1. The problem statement, all variables and given/known data
A particle of mass m and spin s, it's subject at next central potential:
$\begin{equation*} V(\mathbf{r})= \begin{cases} 0\text{ r<a}\\ V_0\text{ a<r<b}\\ 0\text{ r>b} \end{cases} \end{equation*}$
Find the constants of motion of the system and the set of observables that commute.

2. Relevant equations
Ehrenfest's theorem
$\frac{\partial \left<\hat A\right>}{\partial t}=\frac{i}{\hbar}\left<[\hat H,\hat A]\right>+\left<\frac{\partial\hat A}{\partial t}\right>$ when $\hat A$ it is an any observable.

3. The attempt at a solution
Because of that it's a problem of central potential, like hydrogen atom, $\hat{L}_z$ and $\hat{L}^2$ commute with hamiltonian $\hat{H}$, and not depend explicity of the time, them are constant of motion (for the Ehrenfest's theorem), similar the hamiltonian because only depend of r coordinate and $[\hat{H},\hat{H}]=0$. But the system has spin, therefore it add other degree of freedom, ie the system has four degree of freedom (if have'nt spin, only three degree of freedom), then the wave function will be:
$$\psi(r,\theta,\phi,m_s)=R(r)Y_{lm}(\theta,\phi)g(m_s)$$
when $g(m_s)$ will be $\alpha$ or $\beta$ corresponding at spin up or spin down respectly.
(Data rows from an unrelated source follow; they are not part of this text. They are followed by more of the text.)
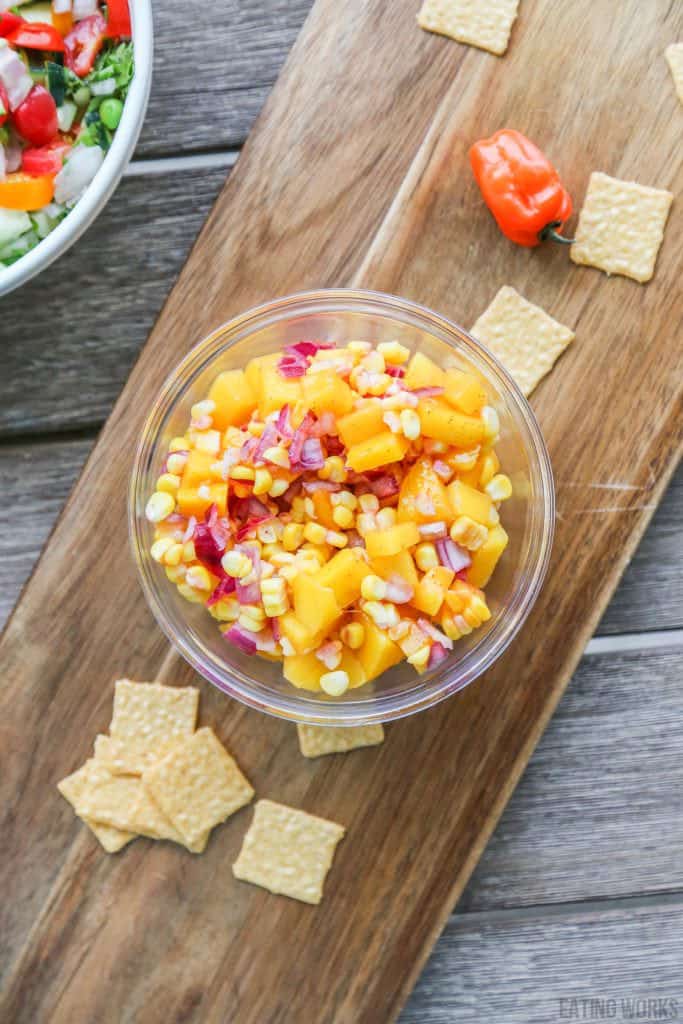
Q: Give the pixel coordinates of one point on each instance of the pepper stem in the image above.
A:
(550, 235)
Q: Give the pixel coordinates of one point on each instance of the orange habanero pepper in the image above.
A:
(521, 187)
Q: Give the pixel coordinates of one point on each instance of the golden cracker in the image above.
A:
(288, 851)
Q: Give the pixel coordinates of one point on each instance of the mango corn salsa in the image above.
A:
(336, 510)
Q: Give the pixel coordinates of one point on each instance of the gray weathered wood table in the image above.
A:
(579, 897)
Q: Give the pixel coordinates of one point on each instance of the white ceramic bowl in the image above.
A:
(102, 185)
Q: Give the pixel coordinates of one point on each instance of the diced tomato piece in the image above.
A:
(118, 20)
(45, 159)
(36, 118)
(8, 23)
(37, 36)
(84, 43)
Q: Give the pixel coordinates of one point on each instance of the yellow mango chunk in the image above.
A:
(485, 558)
(442, 423)
(233, 398)
(343, 576)
(423, 497)
(198, 470)
(376, 452)
(465, 391)
(276, 391)
(399, 564)
(378, 651)
(313, 604)
(468, 501)
(327, 393)
(431, 590)
(191, 503)
(360, 425)
(298, 634)
(423, 372)
(384, 543)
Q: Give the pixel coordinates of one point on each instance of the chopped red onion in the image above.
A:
(242, 639)
(435, 634)
(452, 555)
Like the operator $S_z$ corresponding to the observable relative to proyection about z-axis for the momentum of spin, it commute with hamiltonian, because it do not depends of $m_s$.
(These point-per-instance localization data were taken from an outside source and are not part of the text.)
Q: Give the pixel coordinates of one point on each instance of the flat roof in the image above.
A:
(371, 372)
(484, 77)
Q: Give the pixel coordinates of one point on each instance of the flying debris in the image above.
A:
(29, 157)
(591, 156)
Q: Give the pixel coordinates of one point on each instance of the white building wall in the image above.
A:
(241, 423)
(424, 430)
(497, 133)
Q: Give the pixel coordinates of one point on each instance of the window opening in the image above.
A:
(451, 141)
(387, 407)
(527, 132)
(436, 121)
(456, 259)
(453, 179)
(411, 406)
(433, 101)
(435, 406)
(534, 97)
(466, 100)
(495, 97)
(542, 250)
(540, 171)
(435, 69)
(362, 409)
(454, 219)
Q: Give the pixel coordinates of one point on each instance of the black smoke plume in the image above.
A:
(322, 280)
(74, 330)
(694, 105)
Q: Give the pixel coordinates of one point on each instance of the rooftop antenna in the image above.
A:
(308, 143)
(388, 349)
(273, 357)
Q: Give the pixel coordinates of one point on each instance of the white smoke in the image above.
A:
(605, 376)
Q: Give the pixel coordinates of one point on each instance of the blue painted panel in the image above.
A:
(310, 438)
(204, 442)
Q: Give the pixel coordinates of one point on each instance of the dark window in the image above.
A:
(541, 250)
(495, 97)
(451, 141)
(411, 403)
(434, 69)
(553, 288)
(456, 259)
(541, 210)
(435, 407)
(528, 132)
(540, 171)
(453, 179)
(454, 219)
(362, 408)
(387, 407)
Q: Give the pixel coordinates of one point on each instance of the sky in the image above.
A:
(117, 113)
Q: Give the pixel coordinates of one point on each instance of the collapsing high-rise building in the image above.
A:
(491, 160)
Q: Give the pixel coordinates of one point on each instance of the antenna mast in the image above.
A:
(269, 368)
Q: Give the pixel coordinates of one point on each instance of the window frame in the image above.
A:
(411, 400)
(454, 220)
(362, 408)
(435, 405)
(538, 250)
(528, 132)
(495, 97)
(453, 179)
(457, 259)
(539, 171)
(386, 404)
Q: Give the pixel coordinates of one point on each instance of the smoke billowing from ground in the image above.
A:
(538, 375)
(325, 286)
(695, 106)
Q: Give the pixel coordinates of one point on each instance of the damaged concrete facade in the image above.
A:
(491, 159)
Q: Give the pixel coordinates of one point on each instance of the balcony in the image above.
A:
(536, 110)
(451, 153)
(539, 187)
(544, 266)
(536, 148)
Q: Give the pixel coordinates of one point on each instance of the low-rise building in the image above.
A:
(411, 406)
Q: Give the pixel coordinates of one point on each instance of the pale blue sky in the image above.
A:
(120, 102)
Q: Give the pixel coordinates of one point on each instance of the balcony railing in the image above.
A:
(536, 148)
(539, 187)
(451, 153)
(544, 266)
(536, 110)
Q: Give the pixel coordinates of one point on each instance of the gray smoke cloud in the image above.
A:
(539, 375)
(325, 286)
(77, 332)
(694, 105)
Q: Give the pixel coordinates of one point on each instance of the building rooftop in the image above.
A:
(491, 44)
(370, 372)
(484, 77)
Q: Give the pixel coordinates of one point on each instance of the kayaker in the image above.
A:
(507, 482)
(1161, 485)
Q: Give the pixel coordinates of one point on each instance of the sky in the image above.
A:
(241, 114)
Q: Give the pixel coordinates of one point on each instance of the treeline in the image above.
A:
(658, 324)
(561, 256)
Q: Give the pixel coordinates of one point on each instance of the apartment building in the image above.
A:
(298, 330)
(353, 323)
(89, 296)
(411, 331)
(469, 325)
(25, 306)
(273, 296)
Therefore, the constants of motion will be:
$$\hat{L}_z\text{, }\hat{L}^2\text{, }\hat{H}\text{ and } \hat{S_z}$$

On the other hand, these constants they are a set of observables that commute.

It is fine?

In addition, why isn't $\hat{S}^2$ a constant of motion?, this will have to do with the fact of that s=1/2, and no option to choose, therefore $S^2$ it is not a constant of motion?

2. Aug 20, 2017

### blue_leaf77

It should be fine.
$\hat S^2$ is also a constant of motion. It's, however, usually omitted in the notation of the eigenfunction because one typically only deals with one type of particle in such type of problem.